Shasta is an entirely new design and is set to be the technology that underpins the next era of supercomputing, characterized by exascale performance capability, new data-centric workloads, and an explosion of processor architectures. With sweeping hardware and software innovations, Shasta incorporates next-generation Cray system software to enable modularity and extensibility, a new Cray-designed system interconnect, unparalleled flexibility in processing choice within a system, and a software environment that provides for seamless scalability.
The DOE announced today that NERSC has chosen a Cray “Shasta” supercomputer for its NERSC-9 system, named “Perlmutter,” in 2020. The program contract is valued at $146 million, one of the largest in Cray’s history, and will feature a Shasta system with Cray® ClusterStor storage.

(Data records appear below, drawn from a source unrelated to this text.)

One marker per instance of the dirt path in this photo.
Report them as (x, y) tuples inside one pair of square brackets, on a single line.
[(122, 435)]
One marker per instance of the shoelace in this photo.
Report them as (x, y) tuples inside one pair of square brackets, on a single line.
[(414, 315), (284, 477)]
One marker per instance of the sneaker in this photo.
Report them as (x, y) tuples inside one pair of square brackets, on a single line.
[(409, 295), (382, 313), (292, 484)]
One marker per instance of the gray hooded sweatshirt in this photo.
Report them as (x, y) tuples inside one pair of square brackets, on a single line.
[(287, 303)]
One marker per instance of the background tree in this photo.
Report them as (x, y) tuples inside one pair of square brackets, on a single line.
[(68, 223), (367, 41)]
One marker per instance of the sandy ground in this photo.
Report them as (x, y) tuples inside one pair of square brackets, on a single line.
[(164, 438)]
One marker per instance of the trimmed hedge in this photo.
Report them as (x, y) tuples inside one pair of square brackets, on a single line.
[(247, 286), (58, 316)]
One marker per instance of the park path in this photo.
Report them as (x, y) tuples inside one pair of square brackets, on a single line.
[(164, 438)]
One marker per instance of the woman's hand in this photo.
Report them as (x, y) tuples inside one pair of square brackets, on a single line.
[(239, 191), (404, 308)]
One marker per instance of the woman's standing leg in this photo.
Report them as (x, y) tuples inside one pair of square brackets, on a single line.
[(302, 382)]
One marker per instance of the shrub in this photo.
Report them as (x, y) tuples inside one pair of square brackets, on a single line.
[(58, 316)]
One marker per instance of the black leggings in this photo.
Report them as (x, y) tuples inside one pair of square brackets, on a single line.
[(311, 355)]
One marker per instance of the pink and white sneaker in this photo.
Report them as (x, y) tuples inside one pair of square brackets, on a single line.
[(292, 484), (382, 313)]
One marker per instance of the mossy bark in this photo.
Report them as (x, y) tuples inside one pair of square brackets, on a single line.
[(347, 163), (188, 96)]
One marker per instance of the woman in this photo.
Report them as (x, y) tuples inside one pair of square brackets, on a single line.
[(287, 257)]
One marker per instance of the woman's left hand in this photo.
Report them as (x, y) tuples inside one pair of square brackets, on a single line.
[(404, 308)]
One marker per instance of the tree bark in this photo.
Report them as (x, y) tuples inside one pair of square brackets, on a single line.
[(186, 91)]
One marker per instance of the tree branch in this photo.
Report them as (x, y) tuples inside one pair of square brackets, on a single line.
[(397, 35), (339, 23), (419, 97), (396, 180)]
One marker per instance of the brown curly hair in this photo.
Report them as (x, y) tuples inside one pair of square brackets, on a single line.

Shasta’s hardware and software innovations tackle the bottlenecks, manageability, and job completion issues that emerge or are magnified as core counts grow, compute node architectures proliferate, and workflows expand to incorporate AI at scale. Shasta eliminates the distinction between clusters and supercomputers with a single new breakthrough supercomputing system architecture, enabling customers to choose the computational infrastructure that best fits their mission, without tradeoffs. With Shasta you can mix and match processor architectures (X86, Arm, GPUs) in the same system as well as system interconnects from Cray (Slingshot), Intel (Omni-Path) or Mellanox (InfiniBand).

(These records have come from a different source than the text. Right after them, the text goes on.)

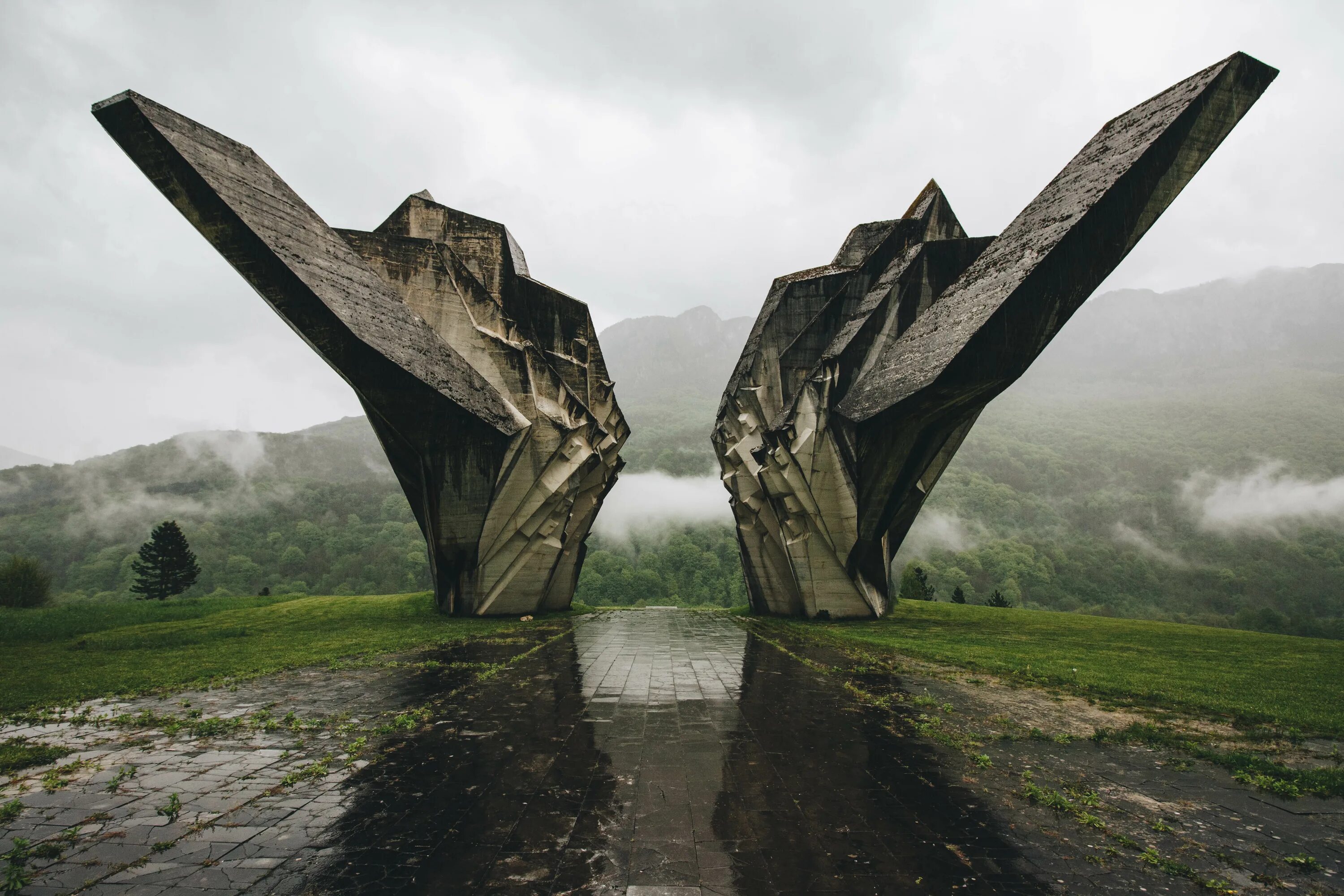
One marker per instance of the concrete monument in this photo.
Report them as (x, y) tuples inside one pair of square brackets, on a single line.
[(486, 388), (862, 378)]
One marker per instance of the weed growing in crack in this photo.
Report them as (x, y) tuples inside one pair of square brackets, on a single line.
[(319, 769), (17, 875), (1248, 767), (1303, 862), (125, 773), (171, 809)]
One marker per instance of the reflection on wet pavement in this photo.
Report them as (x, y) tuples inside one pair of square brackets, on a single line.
[(660, 751)]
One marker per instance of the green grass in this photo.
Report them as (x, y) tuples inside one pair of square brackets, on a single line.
[(18, 754), (1242, 676), (65, 656), (52, 624)]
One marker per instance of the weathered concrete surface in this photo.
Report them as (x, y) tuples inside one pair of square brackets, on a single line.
[(862, 378), (486, 388), (651, 751)]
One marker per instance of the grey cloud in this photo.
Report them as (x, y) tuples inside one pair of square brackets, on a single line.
[(650, 158), (1133, 538), (652, 500), (1265, 501)]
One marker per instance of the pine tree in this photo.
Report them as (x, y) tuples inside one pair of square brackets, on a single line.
[(166, 564), (922, 578)]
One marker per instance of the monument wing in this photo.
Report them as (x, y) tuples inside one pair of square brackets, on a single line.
[(862, 378), (486, 388)]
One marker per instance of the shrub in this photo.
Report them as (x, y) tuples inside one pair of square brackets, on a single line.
[(23, 583)]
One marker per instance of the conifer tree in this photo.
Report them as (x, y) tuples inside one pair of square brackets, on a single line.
[(166, 564), (998, 599)]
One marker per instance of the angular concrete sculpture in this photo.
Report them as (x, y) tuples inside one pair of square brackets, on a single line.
[(862, 378), (486, 388)]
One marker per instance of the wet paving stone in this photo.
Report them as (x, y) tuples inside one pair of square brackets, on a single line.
[(644, 753)]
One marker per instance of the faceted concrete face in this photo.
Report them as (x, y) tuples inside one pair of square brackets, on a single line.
[(862, 378), (486, 388)]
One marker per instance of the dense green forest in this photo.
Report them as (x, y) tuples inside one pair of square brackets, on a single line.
[(1072, 501), (686, 564)]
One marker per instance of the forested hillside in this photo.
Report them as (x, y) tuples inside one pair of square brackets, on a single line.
[(1171, 456), (670, 373), (316, 512)]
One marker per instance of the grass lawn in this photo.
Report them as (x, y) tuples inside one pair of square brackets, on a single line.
[(1244, 676), (61, 655)]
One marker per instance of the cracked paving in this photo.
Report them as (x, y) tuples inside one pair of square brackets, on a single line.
[(646, 753)]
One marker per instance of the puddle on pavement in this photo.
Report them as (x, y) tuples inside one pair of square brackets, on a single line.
[(660, 749)]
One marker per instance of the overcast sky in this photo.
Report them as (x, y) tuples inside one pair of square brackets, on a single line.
[(650, 158)]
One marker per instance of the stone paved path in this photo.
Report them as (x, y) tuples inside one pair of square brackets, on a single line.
[(663, 753), (655, 753)]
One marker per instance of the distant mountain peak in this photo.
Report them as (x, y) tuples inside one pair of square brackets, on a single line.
[(11, 457)]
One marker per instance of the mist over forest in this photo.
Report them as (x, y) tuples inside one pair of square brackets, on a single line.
[(1174, 456)]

With Shasta, Cray is also announcing Slingshot, a new high-speed, purpose-built supercomputing interconnect. Slingshot advances Cray’s industry leadership in scalable network performance and adds capabilities that broaden Cray’s market reach. The Cray-developed Slingshot interconnect will have up to 5x more bandwidth per node and is designed for data-centric computing. Slingshot will feature Ethernet compatibility, advanced adaptive routing, first-of-a-kind congestion control, and sophisticated quality-of-service capabilities. Support for both IP-routed and remote memory operations will broaden the range of applications beyond traditional modeling and simulation. Quality-of-service and novel congestion management features will limit the impact to critical workloads from system services, I/O traffic, and co-tenant workloads, to increase realized performance and limit performance variation. Reduction in the network diameter from five hops (in the current Cray® XC™ generation) to three will reduce latency and power while improving sustained bandwidth and reliability.
We listened closely to our customers and dug into the future needs of AI and HPC applications as we designed Shasta,” said Steve Scott, senior vice president and CTO of Cray. “Customers wanted leading-edge, scalable performance, but with lots of flexibility and easy upgradeability over time. I’m happy to say we’ve nailed this with Shasta. The Shasta infrastructure accommodates a wide variety of processor and network options, allowing customers to run diverse workloads on a single system. And it’s got the headroom to accommodate increasingly power-hungry processors and accelerators coming in future years. The Slingshot network tightly binds the compute and storage resources in the system, with groundbreaking congestion control to isolate applications from other network traffic, and Ethernet compatibility for datacenter and storage integration. We’re immensely excited to bring this new network to market to help accelerate our customers’ discoveries.”
Shasta systems are expected to be commercially available in Q4 of 2019.